Bottom line: It feels natural to use. It’s there largely as a visual aid, and to allow you to easily get to fields, and such. But it doesn’t force you to type in a certain model. If you’re used to the Windows one, this will feel natural. If you’re used to just typing an IP address into an entry, this will feel natural. I’m quite happy with this one.

Now, it’s written in C++ for GTKMM, so if you want to use it in your C program, you’ll have to port it. I would love to see any ports that people wish to do, but mainly, I’d want to see this in GTK+ someday. We’ll see.

It’s available in libview cvs on SourceForge (see the link above) in the “staging” branch (as it’s pending review for inclusion in HEAD). Please, if you find any bugs or have usability issues, I’d love to know them.

Update: As requested, a screenshot!

IP Entry

12 thoughts on “Widgets are bendable, flexible slabs of fun”

  1. Excellent 🙂

    I’d love to see this and the libsexy widgets in GTK – I don’t do any GTK programming myself any more, but I can think of a few apps that could really use the widgets and aren’t likely to add Yet Another Library to their stack.

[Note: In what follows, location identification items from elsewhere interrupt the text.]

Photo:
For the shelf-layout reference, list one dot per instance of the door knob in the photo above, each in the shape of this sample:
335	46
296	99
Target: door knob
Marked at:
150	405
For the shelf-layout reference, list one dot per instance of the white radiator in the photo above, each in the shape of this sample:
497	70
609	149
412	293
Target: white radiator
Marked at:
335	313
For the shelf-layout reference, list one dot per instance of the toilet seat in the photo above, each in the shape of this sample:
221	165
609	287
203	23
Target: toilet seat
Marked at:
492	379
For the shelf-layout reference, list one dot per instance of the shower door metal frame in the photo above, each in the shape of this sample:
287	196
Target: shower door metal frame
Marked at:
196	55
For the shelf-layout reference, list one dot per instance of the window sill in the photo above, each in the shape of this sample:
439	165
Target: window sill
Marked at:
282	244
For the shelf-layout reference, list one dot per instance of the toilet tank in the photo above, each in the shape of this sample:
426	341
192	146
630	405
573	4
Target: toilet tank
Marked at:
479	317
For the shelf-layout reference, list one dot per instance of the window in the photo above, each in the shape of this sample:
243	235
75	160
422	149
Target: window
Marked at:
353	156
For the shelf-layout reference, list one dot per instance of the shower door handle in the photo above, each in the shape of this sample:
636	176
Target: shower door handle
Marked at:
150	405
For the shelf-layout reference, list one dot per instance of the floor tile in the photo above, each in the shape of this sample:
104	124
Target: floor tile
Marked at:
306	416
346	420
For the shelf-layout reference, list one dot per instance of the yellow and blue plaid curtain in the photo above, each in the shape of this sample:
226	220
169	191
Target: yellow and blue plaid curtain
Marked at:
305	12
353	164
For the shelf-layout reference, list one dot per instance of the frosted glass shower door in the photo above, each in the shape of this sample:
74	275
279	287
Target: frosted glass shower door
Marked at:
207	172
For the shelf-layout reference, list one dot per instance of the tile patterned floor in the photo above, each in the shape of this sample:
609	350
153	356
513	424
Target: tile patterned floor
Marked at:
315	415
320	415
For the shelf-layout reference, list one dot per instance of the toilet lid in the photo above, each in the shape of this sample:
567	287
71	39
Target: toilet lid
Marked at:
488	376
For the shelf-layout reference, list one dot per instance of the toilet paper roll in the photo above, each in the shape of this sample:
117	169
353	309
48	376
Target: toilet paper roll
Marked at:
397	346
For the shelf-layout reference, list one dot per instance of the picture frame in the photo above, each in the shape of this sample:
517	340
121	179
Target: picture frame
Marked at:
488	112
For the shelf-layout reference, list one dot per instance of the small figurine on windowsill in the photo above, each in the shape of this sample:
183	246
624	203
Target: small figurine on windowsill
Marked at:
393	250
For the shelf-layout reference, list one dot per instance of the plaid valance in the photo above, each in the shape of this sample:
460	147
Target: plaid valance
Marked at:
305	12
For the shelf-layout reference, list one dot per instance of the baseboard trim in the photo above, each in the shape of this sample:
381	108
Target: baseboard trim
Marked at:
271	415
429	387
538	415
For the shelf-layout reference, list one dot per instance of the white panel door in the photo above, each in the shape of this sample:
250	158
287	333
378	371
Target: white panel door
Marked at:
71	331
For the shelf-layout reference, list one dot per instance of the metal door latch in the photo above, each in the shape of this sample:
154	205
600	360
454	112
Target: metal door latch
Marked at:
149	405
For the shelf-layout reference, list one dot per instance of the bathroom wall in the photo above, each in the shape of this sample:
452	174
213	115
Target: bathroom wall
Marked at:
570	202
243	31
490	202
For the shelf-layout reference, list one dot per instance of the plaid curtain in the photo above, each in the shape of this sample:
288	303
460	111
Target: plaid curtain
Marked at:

  2. mibus: this is too a specialized widget for GTK; it should go into a cut-and-paste library or an “extra” widgetry library – like libsexy. 😉

  3. It should *definately* go into libgtk IMHO.

    I also think that things like the EggTrayIcon should too.

    I think it would be great, especially since some of these widgets could have their functionality folded back into the base class (DeadEntry, the Viewport, some of the libsexy stuff).

  4. chris: the IP entry (to which I was referring to) is a little bit too specialised; a general-purpose field entry could go in, IMHO. adding general purpose field capabilities directely to GtkEntry could be even better.